Vom Erhabenen zum Lächerlichen sei es nur ein Schritt, soll Napoleon Bonaparte gesagt haben. Wie recht er hatte, zeigt sich, wenn die französische Fußballnationalelf und ihre Fans die Marseillaise schmettern: eine Hymne, die 1792 verfasst wurde, als Preußen, Österreich und andere das revolutionäre Frankreich angriffen.

„Unreines Blut tränke unsere Furchen!“, heißt es da, und diese Parole war damals wörtlich gemeint, sie sollte zum Kampf auf Leben und Tod ermuntern. Wenn das heute hochbezahlte Kicker mit teuer versicherten Beinen singen – wie recht hatte Napoleon!

Fragt sich jedoch: Kann man dem pathetischen Charakter, der fast allen Hymnen eigen ist, nüchtern-analytisch überhaupt gerecht werden?

Lasst uns die Reihen schließen,
Wir sind bereit zum Tod,
Wir sind bereit zum Tod,
Italien hat gerufen!

Italienische Hymne

Italiens Hymne ist ein Widerspruch in sich. Ausgelassen strebt die Komposition Michele Novaros vorwärts: ein sonniger Rhythmus, bei dem jeder mit muss.
Ferrari-Pilot Michael Schumacher konnte bei einigen Siegerehrungen nicht stillhalten und hat die Fans spontan dirigiert, als nach dem instrumentalen Auftakt ihr frenetischer Gesang einsetzte.
Dabei wiederholt sich im Text von Goffredo Mameli notorisch die Zeile „Wir sind bereit zum Tod“. Auch Selbstmitleid klingt an: „Wir werden seit Jahrhunderten getreten und ausgelacht, weil wir kein Volk sind, weil wir geteilt sind.“
Seit 1861 ist Italien geeint. Die Todesbereitschaft – ist ein komischer Anachronismus, inhaltlich längst überholt. Aber die Musik wirkt wie ein fröhliches „Schwamm drüber“ und verneint im Grunde den biestigen ollen Text.

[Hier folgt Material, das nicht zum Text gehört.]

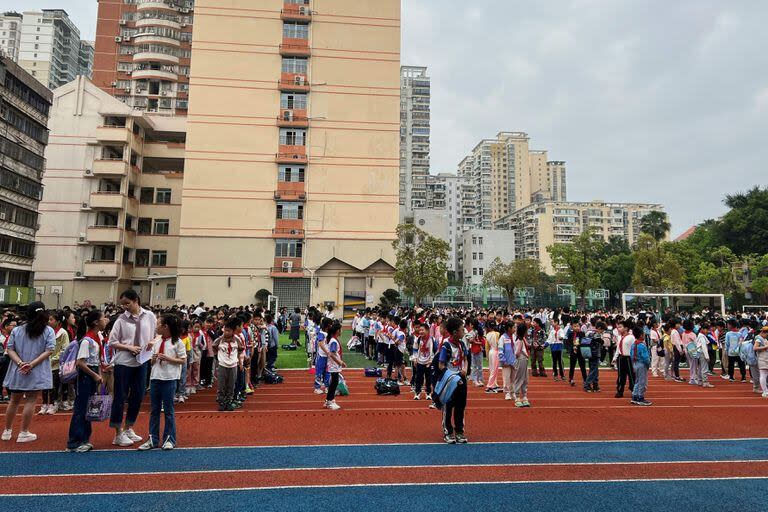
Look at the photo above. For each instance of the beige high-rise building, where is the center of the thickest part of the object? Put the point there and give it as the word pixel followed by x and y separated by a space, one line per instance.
pixel 292 157
pixel 111 206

Wohl an, wohl an, zum Ruhme der Zeit,
Das Blut schreit in unsern Adern,
Wir sterben, wir sterben, es lebe unser Vaterland!

Tunesische Hymne

Humat al-Hima – noch so ein todessüchtiger Gesang: Das ist die tunesische Nationalhymne – und noch gar nicht lange, erst seit 1987. Anders als die italienische erklingt sie bei dieser WM, denn die Tunesier haben sich qualifiziert.
Was für ein dumpfer Nationalismus, könnte man meinen. Aber Vorsicht, Freunde der politischen Korrektheit! Der ursprüngliche, später ergänzte Text war vor Tunesiens Unabhängigkeit von Frankreich jahrzehntelang die Hymne der Widerstandsbewegung.
Humat al-Hima ist ein anti-kolonialistischer Gesang. Die Beschwörung der Nation war in bestimmten historischen Kontexten keine reaktionäre, sondern eine progressive Haltung.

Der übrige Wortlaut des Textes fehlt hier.